I wasn’t expecting anything quite so dramatic – or, indeed, distressing – today. In fact I was looking forward to meeting Sarah. Most kids are in care because they can’t be left with their families, more often than not because the families in question were unfit, for whatever reason, to care for them.

This was different. Sarah clearly loved her daughter. It was just cruel fate that had conspired against the pair of them. It was frustrating, certainly, that she’d felt unable to ask for help up to now – and the results of her over-reliance on her little girl were obviously a problem – but who was I to say I wouldn’t have done the same in her situation?

And perhaps the illness had crept up on her – multiple sclerosis was like that, wasn’t it? And the situation at home – the way everything had been arranged for Abby to do everything – had obviously grown up over a number of years. And if I knew anything about anything it was that if a situation developed gradually, it could easily become just another version of ‘normal’ – you sometimes didn’t notice it as anything that odd. Perhaps, up till now, Sarah had, to her mind, been coping, and it had taken this crisis to show her she was not.

Much as I looked forward to meeting her, however, I had realised I was woefully ignorant when it came to having a clue about the specifics of her disease.

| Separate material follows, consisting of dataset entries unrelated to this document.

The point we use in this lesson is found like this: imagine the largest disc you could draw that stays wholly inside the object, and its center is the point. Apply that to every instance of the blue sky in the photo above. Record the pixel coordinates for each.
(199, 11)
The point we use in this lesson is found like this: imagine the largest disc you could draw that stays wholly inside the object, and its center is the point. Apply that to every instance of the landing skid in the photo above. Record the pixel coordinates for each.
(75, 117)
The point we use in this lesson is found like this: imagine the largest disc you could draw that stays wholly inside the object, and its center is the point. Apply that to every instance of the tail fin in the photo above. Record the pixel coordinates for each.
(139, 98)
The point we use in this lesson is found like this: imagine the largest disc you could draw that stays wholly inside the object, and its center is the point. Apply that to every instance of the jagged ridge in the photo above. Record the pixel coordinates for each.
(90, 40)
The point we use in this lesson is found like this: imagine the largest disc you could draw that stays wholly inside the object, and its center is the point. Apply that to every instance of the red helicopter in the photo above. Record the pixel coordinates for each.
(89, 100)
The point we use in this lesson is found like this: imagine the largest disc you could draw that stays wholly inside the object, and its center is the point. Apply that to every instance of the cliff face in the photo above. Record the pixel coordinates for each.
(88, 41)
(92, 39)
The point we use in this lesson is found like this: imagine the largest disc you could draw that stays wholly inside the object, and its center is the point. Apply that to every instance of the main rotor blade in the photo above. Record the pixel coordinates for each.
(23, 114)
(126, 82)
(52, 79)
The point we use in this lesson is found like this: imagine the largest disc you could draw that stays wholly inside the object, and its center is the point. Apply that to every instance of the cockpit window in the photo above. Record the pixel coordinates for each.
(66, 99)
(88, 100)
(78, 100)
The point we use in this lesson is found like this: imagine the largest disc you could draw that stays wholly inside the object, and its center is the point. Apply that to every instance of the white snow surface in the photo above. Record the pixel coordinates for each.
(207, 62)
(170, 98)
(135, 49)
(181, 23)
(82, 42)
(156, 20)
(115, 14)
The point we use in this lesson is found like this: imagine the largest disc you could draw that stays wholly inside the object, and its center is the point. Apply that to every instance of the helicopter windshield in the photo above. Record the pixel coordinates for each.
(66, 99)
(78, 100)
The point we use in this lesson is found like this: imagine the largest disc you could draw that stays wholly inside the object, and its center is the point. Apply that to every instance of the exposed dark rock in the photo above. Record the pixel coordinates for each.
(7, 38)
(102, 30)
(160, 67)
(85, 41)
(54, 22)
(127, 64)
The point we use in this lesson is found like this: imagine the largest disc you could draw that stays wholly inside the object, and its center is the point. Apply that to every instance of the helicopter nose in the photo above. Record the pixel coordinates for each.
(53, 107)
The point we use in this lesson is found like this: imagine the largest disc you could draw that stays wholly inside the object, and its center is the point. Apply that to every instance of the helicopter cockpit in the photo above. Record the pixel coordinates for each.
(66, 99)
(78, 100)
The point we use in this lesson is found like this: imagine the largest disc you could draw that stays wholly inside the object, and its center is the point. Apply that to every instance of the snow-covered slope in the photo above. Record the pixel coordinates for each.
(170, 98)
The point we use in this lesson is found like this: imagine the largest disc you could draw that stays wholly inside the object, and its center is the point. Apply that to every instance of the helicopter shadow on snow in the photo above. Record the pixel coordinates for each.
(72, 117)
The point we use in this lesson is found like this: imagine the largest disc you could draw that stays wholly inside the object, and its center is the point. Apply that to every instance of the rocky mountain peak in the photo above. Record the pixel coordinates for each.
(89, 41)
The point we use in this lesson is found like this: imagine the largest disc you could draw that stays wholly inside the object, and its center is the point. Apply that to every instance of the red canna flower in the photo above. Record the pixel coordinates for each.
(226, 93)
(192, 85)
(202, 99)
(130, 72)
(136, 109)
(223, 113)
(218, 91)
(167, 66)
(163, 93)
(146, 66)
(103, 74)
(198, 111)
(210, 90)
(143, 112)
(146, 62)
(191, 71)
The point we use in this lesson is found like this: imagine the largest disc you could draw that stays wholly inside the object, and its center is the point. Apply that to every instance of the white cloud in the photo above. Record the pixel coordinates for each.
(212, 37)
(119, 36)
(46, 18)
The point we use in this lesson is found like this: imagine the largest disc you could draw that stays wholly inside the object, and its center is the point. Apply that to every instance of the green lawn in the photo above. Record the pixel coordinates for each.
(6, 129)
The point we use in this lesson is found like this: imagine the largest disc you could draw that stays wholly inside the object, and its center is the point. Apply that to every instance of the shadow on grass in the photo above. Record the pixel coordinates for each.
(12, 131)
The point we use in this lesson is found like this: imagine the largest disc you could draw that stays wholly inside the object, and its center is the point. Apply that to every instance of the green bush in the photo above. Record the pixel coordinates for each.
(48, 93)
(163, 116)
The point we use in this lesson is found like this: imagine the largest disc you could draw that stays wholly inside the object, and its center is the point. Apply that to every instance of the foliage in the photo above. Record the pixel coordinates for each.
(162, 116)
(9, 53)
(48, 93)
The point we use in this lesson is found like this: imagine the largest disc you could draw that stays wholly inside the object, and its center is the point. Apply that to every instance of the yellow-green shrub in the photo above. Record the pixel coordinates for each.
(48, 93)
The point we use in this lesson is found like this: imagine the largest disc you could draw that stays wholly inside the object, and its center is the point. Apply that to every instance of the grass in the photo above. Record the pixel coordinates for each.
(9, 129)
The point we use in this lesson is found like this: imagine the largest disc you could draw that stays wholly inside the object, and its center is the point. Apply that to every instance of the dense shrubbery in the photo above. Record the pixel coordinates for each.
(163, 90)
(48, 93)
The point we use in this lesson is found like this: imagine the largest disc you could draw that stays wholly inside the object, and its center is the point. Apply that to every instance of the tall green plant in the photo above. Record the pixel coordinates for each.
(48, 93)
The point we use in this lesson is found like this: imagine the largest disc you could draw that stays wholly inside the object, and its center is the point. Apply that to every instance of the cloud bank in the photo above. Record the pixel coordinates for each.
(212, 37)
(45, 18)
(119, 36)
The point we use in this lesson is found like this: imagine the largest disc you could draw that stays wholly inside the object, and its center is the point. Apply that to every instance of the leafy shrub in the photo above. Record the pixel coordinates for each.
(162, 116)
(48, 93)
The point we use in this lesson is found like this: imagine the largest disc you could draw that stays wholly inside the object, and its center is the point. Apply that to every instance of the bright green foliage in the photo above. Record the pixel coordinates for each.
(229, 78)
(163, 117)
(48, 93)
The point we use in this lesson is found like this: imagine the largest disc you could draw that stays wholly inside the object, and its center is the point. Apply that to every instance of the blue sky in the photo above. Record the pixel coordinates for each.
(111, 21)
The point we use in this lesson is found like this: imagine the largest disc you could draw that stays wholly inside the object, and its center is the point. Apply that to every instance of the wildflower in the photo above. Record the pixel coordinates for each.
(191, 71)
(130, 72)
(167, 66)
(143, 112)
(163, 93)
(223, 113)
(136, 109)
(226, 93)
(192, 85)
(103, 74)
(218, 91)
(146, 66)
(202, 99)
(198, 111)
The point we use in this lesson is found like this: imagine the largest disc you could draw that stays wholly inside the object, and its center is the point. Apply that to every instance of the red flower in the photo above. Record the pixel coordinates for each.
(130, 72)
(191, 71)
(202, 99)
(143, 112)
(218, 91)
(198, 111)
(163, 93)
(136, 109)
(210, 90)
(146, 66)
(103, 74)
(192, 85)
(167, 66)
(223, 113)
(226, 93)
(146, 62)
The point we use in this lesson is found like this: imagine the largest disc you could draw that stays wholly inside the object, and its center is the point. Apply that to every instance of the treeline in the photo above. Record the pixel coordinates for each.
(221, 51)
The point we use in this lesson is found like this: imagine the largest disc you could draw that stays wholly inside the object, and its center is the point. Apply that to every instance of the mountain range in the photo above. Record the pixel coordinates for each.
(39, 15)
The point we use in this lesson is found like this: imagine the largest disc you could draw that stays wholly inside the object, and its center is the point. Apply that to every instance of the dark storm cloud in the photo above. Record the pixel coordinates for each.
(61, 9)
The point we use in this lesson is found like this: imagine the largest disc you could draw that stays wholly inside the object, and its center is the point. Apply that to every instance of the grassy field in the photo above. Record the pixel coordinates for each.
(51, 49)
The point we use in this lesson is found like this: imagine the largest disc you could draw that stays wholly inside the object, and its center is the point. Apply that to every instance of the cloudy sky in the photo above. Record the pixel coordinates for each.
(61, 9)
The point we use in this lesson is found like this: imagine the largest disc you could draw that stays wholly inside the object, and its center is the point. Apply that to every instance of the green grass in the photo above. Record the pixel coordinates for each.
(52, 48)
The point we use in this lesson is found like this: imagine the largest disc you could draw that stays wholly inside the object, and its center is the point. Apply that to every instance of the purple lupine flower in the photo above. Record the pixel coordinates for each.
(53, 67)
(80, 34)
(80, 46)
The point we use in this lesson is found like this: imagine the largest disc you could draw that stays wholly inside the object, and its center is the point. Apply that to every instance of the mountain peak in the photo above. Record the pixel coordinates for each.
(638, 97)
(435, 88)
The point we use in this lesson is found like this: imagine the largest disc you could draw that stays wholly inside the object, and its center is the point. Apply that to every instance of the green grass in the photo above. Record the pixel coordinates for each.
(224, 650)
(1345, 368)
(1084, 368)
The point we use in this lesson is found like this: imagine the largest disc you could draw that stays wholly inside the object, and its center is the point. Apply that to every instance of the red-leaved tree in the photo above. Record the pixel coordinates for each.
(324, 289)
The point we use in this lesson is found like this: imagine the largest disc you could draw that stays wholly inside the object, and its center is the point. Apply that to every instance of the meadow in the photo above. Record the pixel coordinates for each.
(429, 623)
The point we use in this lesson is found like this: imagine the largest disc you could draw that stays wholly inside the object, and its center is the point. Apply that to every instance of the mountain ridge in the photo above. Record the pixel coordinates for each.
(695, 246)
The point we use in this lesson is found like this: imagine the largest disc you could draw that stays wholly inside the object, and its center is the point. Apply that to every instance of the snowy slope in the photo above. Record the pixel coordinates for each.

Mike likewise. ‘Incredible, really,’ he’d commented the night before, once we were in bed. ‘Not to mention lucky.’ He was right. There was no one in the family who’d had multiple sclerosis, and neither of us knew anyone who had either. ‘I think the only person I know of who has had MS is that guy at work – d’you remember?’ said Mike. ‘The one they thought had a drink problem, and almost got sacked? Poor guy. I wonder what happened to him in the end.’

And so it went on. Though, once again, being in the dark was not a new situation for us. When Sophia had come to us with Addison’s disease, we’d had to learn a lot of medical stuff in a very short time just to be sure her illness was kept under control. Were it not, we’d been warned, she could die. This, thankfully, was different. Physically, Abby was just fine. And Sarah wasn’t our responsibility. But we still felt we needed to understand things a little better if we were going to help Abby through this stressful period. At the very least there was the central – and still unanswered – question about what was going to happen with Sarah long term.

In the end, I’d gone downstairs and got the laptop, so we could get a better picture of what we were dealing with. And having familiarised ourselves a little with the mechanics of the condition, we’d spent what turned out to be a dispiriting half-hour, reading about the many ways multiple sclerosis could disable a person. Not the most edifying kind of bedtime reading.